Akbar DePriest and the DePriest Project Family Jazz Concerts – 1999

 

When drummer Akbar DePriest was growing up, bebop was presented alongside the blues and R&B in neighborhood theaters on fabled Central Avenue in Los Angeles.

We never divided the music, explains DePriest, who passed away in 2007 at age 76. I could see Duke Ellington and there would be T-Bone Walker on the same bill.

DePriest, based in Portland since 1987, got his start with Big Maybelle and worked the chitlin’ circuit with R&B bands before his career blossomed in Chicago with the likes of Eddie Harris and Rashan Roland Kirk. Today, he wants to pass those cultural riches on to a younger audience, and that’s the reason he has created the DePriest Project Family Jazz Concerts, now in their eighth year.

Saturday’s concert will feature saxophonist Javon Jackson with DePriest, pianist Janice Scroggins, bassist Phil Baker, and DePriest’s son and vocalist, Mario DePriest. All ages are welcome.

We’ve got to let them know what jazz is, and they’ve got to be taught that this jazz belongs to them. Especially African-American kids, he points out, are not aware that this is theirs and they should be proud of it.

To that end, DePriest plans a concert Saturday built on the blues.

We want people to understand the inter-relationship between jazz and the blues, he says, including such lessons as Cold Duck Time, Sonny Rollins’ 11-bar blues Decision, Ellington’s Caravan and Monk’s I Mean You.
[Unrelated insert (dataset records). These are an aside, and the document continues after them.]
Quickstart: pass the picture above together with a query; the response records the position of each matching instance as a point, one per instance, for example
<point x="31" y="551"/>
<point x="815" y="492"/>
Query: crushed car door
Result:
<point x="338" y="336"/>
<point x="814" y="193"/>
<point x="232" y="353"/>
Jackson, a former DePriest student in Denver, is an internationally touring younger star who played with Art Blakey’s Jazz Messengers and records for Blue Note. He favors a dry, somewhat restrained sound in the Sonny Rollins style, but with less force. He and DePriest will be featured in drum/sax duets, and Scroggins, who recently won a Muddy Award for Best Blues Pianist, will have a solo spot.